The secondary coil is wound on a plastic body with a diameter of 4cm and contains 520 turns of lacquered copper wire with a diameter of 0.2 mm. The height of the secondary is 12cm. The calculated resonant frequency of this secondary coil together with the topload is about 1.7 MHz.

 For a topload I use a small aluminum box. 

The power mosfet is specifically an BUZ325, but during testing I successfully used an IRFP460 which is also significantly more powerful. For voltages up to 60 V, IRFP260 can also be used. Of course, the mosfet should be mounted on a massive aluminum heatsink. The rectifying diode should be designed for a current of 5A or more, in this case I use a fast diode of the type U1540. A fuse is mandatory because relatively high voltages and currents are involved. It is very practical to use an automatic fuse as in this particular case. For the sake of constant monitoring of the operation of the circuit as well as the consumption, it is desirable to place a current clamp at the input. 

The transformer that I use is taken out of an old defective audio amplifier

   Now a few words about the first turn on and testing of the device. The best option is to use variac if we have it. The variac is actually an autotransformer where we can continuously change the voltage from 0V to the maximum value.

 First, we turn on the transformer at a lower voltage so that it outputs about 15V. At start also we need to connect the primary coil with the most turns.(5 in my case). Next, with a fluorescent lamp close to the secondary, we slowly turn the potentiometer to the right. If everything is well connected, at some point the lamp should light up, which is a sign that the circuit has started to oscillate and generates a high voltage at the output. 

If this does not happen, we need to reverse the poles of the primary and repeat the same procedure. Now If you connect the lamp again and it doesn't light up, the problem is somewhere in the connection of the components, or some defective component, which is usually the mosfet. If we do not have a variac autotransformer, it is best to start the tests with a transformer with an output voltage of 15 to 20 volts. When we solve the problem we can start increasing the voltage continuously while keeping an eye on the current clamp, and if the current suddenly increases, we should immediately reduce the input voltage. When we make sure that the tesla coil is working stably, we gradually decrease one by one turn of the primary until the largest spark is generated. 

  As you can see on the video, a fully tested and tuned Tesla coil performs amazingly good in real conditions, with rely long spark for this type of simple Tesla coil. Under these conditions, with a 50V power supply, the current was about 2.5 to 3 Amps, which is less than 150 Watts. Then I connect Arduino Staccato controller, the construction of which I described in one of the previous videos. 

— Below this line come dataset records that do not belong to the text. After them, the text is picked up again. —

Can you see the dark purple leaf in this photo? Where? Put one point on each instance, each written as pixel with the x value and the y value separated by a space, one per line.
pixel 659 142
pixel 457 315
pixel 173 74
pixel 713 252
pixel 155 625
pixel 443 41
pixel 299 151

Now, at the same length of the spark, the current did not exceed 0,8 A at all and the Tesla coil can work for an unlimited time in these conditions. I managed to reduce the current even further by connecting a simple SCR voltage regulator to the variac input. I will explain how this trick works on a later occasion.

  And finally a short conclusion

  You can make this miniature and simple Tesla coil in less than a day along with winding the secondary coil which contains only 500 turns. In addition, the final result is surprisingly good with a generated spark with a length of 10cm and more and relatively low consumption, especially when using the Staccato controller.

  SAFETY NOTE: Please do not attempt to recreate the experiments shown on this video unless you are familiar with High Voltage Safety Techniques! Direct Current even above 60V maybe lethal, even when the AC supply voltage has been disconnected due to the stored energy in the capacitors. I have no responsibility on any hazards caused by the circuit. Be very careful. This is a humble request.